On 11/30/22 08:57, Matias Laino wrote:
Q: What is the total document count? A: Based on the dashboard, it's Total #docs: 68.6mn each node (I'm replicating the same data on both)
Each core has a count. And here you can see what I was talking about with max doc compared to num docs.
https://www.dropbox.com/s/jdgddn4ve5mluhr/core_doc_counts.png?dl=0
Q: but it would be great to have an on-disk size and document count (max docs, not num docs) for each collection A: I'm not sure where to get that from metrics, based on the cloud dashboard it say the following by shard: preview_s1r2: 1.9Gb preview_s2r11: 1.9Gb preview_s2r6: 1.9Gb staging-d_s1r1: 1.8Gb staging-d_s2r4: 1.8Gb staging-a_s1r1: 1.7Gb staging-a_s2r4: 1.7Gb staging-c_s2r5: 1.6Gb staging-c_s1r2: 1.6Gb pre-prod_s1r1: 1.6Gb pre-prod_s2r4: 1.6Gb staging-b_s1r2: 1.5Gb staging-b_s2r5: 1.5Gb That is replicated on the other node.

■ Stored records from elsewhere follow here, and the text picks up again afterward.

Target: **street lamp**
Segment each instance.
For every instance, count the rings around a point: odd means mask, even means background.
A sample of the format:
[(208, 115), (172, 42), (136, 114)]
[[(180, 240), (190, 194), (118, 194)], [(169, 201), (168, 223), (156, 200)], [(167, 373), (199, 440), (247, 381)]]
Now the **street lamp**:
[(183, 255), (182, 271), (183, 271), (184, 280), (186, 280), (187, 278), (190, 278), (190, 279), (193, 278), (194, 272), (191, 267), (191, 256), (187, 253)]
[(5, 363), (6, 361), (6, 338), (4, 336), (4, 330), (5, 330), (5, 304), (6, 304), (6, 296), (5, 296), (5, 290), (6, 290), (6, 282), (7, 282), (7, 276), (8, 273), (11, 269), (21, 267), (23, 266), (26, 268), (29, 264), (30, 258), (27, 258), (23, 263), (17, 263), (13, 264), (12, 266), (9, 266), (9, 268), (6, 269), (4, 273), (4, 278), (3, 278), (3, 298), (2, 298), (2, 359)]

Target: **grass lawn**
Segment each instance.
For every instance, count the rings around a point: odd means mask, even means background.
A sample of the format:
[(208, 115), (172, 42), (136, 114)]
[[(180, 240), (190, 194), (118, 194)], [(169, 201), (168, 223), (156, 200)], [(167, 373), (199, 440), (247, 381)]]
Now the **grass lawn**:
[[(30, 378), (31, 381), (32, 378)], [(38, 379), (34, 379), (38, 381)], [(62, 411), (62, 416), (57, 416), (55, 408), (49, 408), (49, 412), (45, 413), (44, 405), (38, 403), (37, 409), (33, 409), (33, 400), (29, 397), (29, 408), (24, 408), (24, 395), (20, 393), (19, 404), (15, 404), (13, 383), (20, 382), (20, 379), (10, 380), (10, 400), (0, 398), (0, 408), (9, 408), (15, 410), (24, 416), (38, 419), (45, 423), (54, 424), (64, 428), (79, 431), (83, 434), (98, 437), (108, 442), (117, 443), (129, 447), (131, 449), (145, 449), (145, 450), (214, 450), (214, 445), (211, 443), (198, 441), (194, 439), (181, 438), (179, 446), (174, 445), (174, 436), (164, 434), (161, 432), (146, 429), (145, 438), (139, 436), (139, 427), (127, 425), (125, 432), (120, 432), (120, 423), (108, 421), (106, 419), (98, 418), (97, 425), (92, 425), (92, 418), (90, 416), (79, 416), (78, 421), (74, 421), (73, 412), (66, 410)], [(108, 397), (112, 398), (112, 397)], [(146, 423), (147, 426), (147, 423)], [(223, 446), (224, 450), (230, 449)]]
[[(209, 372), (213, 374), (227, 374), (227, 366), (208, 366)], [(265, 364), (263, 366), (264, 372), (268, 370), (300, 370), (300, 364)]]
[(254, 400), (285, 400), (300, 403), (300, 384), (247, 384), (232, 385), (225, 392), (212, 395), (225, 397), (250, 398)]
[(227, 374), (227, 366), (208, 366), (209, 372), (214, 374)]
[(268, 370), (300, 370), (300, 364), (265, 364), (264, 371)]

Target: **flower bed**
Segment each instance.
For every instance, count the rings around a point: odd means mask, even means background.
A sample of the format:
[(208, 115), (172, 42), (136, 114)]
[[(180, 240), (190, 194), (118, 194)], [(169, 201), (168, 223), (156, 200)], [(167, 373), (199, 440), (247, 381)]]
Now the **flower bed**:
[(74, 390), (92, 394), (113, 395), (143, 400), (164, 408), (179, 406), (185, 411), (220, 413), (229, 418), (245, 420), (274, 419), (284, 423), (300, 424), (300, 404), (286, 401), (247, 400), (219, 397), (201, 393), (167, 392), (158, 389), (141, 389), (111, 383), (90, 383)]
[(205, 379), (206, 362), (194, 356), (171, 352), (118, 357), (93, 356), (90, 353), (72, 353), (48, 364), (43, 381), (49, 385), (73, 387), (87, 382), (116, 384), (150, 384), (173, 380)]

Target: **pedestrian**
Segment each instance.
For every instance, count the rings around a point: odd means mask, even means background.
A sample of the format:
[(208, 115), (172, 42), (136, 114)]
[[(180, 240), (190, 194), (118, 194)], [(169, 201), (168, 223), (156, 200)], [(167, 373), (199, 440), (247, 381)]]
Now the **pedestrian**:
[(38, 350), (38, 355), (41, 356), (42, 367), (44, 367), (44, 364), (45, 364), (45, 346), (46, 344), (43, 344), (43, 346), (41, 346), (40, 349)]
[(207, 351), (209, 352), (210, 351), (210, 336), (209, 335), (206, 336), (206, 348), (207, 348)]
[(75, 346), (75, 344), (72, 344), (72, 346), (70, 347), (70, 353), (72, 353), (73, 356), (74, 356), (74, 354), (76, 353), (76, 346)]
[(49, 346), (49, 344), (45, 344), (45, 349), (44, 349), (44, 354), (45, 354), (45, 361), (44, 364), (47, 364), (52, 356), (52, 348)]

So you've got 22GB of data, and assuming Solr is the only thing running on the machine, only about 8GB of memory to cache it (total RAM of 16GB minus 8GB for the Solr heap). I would hope for at least of 12GB of cache for that, and more is always better. 8GB may not be enough. If you have other software running on the machine, it will be even less. Does ZK live on the same instance? If so, how much heap are you giving to that?
Performance of a system is often perfectly fine up until some threshold, and once you throw just little bit more data in the mix so it goes over that threshold, performance drops drastically. That is how a small increase can bring a system to its knees.
If you can upgrade the instance to one with more memory, that might also help, but I do think that the biggest problem is the autoSoftCommit setting. If you really can't make it at least two minutes, which is the value I would use, then set it as high as you can. 10 to 30 seconds, maybe.
Thanks, Shawn